Chronology and paleoecology in Kenya
Exciting School-led fieldwork this summer in Kenya seeks to revolutionise research in geochronology and paleodiet. The chronology project is focused on applying new luminescence dating methods to Plio-Pleistocene archaeological sites in Africa, where difficulties determine the age of fossils and stone tools continue to hamper human evolutionary research. Dr. Marine Frouin and Dr. Scott Blumenthal spent 7 days in the remote far north of Kenya, on the eastern shore of Lake Turkana, to collect sediment and volcanic ash samples from the Koobi Fora Formation, key to demonstrating radiofluorescence dating of feldspar minerals in non-tuffaceous sediments over the last 4 million years. This new technique will be used to date Early Stone Age sites near the shores of Lake Victoria, western Kenya, one of the most significant archives of hominin behaviour and ancient landscapes outside of the main branch of the East African rift. Frouin, Blumenthal, and Dr. Pete Ditchfield collected sediments from a number of sites which, despite 30 years of research led by colleagues Prof. Thomas Plummer (CUNY, USA), Prof. Laura Bishop (LJMU, UK), and Dr Rick Potts (Smithsonian, USA) remain poorly dated owing to the lack of suitable material for dating. These will results will provide a new way to correlate records of hominin behaviour and environments from sites across the continent. The diet project is focused on how our ancestors ate different foods seasonally, a potentially significant evolutionary driver. Like our ancestors, baboons are large-bodied, live mostly on the ground in savanna environments, and they consume a wide variety of foods. Blumenthal and Frouin visited colleague Prof. Shirley Strum (UCSD, USA), who directs of one of the longest-running studies of baboons in Africa. Baboon foods will be collected from wet and dry seasons throughout the remainder of the year for isotopic and nutritional analyses.
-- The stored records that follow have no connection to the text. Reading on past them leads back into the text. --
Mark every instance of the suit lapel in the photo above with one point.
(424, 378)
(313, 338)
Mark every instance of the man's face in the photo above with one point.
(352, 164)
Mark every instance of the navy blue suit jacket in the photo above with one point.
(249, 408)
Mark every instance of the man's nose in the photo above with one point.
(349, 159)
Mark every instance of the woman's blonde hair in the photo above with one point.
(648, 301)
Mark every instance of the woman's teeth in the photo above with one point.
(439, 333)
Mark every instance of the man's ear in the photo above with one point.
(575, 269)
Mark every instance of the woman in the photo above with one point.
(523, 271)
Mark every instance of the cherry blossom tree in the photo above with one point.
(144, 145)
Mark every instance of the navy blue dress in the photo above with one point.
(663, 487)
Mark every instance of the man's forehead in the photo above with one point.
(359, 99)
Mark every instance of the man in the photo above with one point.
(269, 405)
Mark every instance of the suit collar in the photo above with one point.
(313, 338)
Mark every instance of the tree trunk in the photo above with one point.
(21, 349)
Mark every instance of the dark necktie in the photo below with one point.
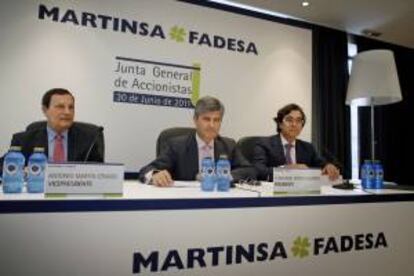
(58, 151)
(289, 147)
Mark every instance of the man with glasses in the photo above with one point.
(284, 149)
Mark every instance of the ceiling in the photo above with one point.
(393, 19)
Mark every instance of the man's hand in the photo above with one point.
(162, 179)
(331, 171)
(296, 166)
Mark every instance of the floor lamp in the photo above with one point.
(373, 81)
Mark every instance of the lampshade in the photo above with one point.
(374, 79)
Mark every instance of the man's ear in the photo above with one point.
(44, 109)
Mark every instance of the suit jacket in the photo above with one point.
(269, 153)
(80, 138)
(180, 158)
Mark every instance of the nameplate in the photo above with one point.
(298, 180)
(84, 178)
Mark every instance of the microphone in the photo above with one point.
(95, 138)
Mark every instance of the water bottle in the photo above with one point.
(367, 175)
(13, 171)
(223, 172)
(378, 175)
(36, 173)
(208, 177)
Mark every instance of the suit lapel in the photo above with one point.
(192, 156)
(277, 149)
(71, 144)
(300, 154)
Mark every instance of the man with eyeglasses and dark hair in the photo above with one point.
(62, 138)
(284, 149)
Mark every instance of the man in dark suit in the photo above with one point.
(284, 149)
(180, 159)
(61, 137)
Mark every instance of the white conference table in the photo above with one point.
(184, 231)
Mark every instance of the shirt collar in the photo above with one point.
(285, 142)
(51, 134)
(201, 143)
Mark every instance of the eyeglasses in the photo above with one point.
(290, 120)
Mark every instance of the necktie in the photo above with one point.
(205, 151)
(289, 153)
(58, 151)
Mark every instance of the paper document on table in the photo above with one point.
(186, 184)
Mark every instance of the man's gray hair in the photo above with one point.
(208, 104)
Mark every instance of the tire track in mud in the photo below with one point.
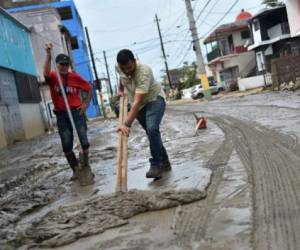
(272, 162)
(192, 224)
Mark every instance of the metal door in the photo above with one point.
(9, 108)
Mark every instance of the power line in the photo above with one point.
(203, 9)
(222, 18)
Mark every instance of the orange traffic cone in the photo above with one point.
(202, 123)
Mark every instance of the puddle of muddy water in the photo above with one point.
(189, 173)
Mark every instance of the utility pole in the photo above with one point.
(197, 49)
(98, 83)
(163, 51)
(107, 72)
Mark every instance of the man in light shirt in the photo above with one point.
(147, 106)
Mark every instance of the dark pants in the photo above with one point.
(150, 117)
(66, 131)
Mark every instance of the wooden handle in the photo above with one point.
(122, 157)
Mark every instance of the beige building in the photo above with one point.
(293, 11)
(227, 53)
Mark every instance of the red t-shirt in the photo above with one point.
(73, 83)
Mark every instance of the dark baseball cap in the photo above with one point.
(62, 58)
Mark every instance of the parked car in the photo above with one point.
(198, 91)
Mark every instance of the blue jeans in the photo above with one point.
(150, 117)
(66, 131)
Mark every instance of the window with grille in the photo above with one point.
(27, 88)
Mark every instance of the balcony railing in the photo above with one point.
(213, 54)
(218, 53)
(278, 30)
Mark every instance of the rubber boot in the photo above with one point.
(84, 159)
(85, 174)
(71, 158)
(154, 172)
(166, 165)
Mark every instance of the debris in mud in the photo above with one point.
(291, 86)
(67, 224)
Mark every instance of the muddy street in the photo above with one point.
(234, 185)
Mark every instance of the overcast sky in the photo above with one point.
(117, 24)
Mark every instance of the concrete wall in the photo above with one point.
(242, 61)
(293, 11)
(44, 24)
(237, 39)
(3, 142)
(15, 43)
(186, 93)
(80, 55)
(251, 82)
(32, 120)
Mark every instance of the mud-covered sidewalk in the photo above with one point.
(233, 186)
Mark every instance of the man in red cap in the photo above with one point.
(73, 84)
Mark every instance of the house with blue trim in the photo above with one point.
(72, 21)
(20, 116)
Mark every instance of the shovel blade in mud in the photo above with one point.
(85, 175)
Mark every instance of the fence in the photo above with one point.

These results, with data from baboon tissues and feces (a project initiated by Ditchield and Strum and recently revived with Blumenthal and Prof. Julia Lee-Thorp), will provide a new foundation to infer aspects of past diet seasonality from fossil tooth isotopic data.
Acknowledgements: This research was supported by NERC (NE/P013376/1), the John Fell Fund (161/067 and 171/006), and the Human Origins Program of the Smithsonian Institution.